Between 1957 and 1968, the Flamingo Club was London’s base of Jazz, R&B, and early British rock and mod music. On 14 January 1963, this Soho Club saw Mick, Keith, Brian, Bill, Charlie, and Stu perform together for the first time — their first full gig. Although the Flamingo Club is now an O’Neill’s pub, you can still enjoy a pint and think back to that day.
As you’re wandering along Maddox Street, when you reach 44/46 you will feel like busting a move or two, as this is where the band’s original HQ was located. Andrew Loog Oldham set up the HQ, not far from their own individual offices in a Georgian townhouse on Savile Row.
Everyone loves relaxing in the sunlight, enjoying a picnic, or even partaking in one of many British pastimes in glorious Hyde Park, but did you know The Rolling Stones performed a massive free concert here? On 5 July 1969, London’s biggest green space saw the band perform a 14-song set in front of an estimated half million revellers. Although the concert was two days after the death of Brian Jones, the band pulled themselves together and recruited guitarist Mick Taylor for an incredible free performance.
Interior of Sticky Fingers | Courtesy of Sticky Fingers
Everyone loves food, and who could love food more than the Stones’ bassist Bill Wyman, who opened an American diner-style restaurant, Sticky Fingers, as a ‘haven of good food and good times’. Why sticky food? Why not! The restaurant sells the food that Wyman loves most, those that get ‘your fingers dirty and your face sticky’ — from slow smoked beef short ribs to the classic mac ‘n’ cheese. With décor displaying original posters, guitars, and iconic memorabilia, this restaurant is a must for all Rolling Stones fans.

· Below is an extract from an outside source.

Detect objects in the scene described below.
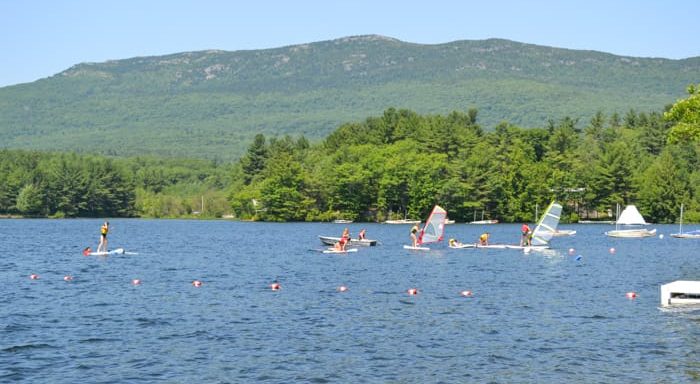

In this old converted theatre the Stones started channeling their ‘recording energies’ at home, rather than in America, where they had recorded many of their mid-’60s singles. It was at Olympic Studios that they found their sound once again. Not sure about the studios? The famous footage from Jean-Luc Godard’s film One Plus One features the band recording Sympathy For The Devil at the Olympic Studios itself. The studios were closed in 2009, but the building was reopened as an arts cinema and adjoining studio in 2013.
Prestigious Cheyne Walk in Chelsea was once famous for housing prime ministers, composers, and even painters; however, it has been unofficially renamed ‘Rolling Stones Row’, as band members moved to houses along Cheyne Walk, one by one. Keith Richards bought number 3 — built in 1717 and previously home to Admiral William Henry Smyth — in 1968. In the same year, Mick moved into number 48, where he lived until 1975. Both of these houses were ideally located, as the Rolling Stones’ office was around the corner, on Munro Terrace. It wasn’t until 2008 that Ronnie Wood invested in number 103 Cheyne Walk; however, he never lived in this house, selling it two years later.